The Hook structure is in charge of attaching/detaching XDP programs in the network stack. It instantiates and loads the XDP module from object file and calls into AttachXDP or RemoveXDP methods.

The blacklist of IP addresses is managed through standard eBPF maps. We call UpdateElement and DeleteElement to register or remove entries respectively. Blacklist manager also contains a method for listing available IP addresses in the map.

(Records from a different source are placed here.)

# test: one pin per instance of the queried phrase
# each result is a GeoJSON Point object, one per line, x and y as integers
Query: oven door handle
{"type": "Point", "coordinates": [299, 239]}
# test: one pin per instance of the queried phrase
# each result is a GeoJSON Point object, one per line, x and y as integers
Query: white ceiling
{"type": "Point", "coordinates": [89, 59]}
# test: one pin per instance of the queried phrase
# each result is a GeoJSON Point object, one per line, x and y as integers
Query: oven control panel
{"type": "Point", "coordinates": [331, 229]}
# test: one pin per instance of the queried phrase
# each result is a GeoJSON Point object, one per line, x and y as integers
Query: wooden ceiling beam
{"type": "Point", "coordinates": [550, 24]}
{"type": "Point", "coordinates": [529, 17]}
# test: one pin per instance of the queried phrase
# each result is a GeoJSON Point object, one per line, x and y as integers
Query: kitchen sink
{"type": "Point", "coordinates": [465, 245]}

The rest of the code glues all the pieces together to give a nice CLI experience that users can exploit to perform XDP program attaching/removal and the manipulation of the IP blacklist. For further details, please head to the sources.

Conclusions

XDP is slowly emerging as the standard for fast packet processing in the Linux kernel. Throughout this blog post I’ve explained the fundamental building blocks that comprise the packet processing ecosystem. Although the networking stack is a complex subject, creating XDP programs is relatively painless due to the programmable nature of eBPF/XDP.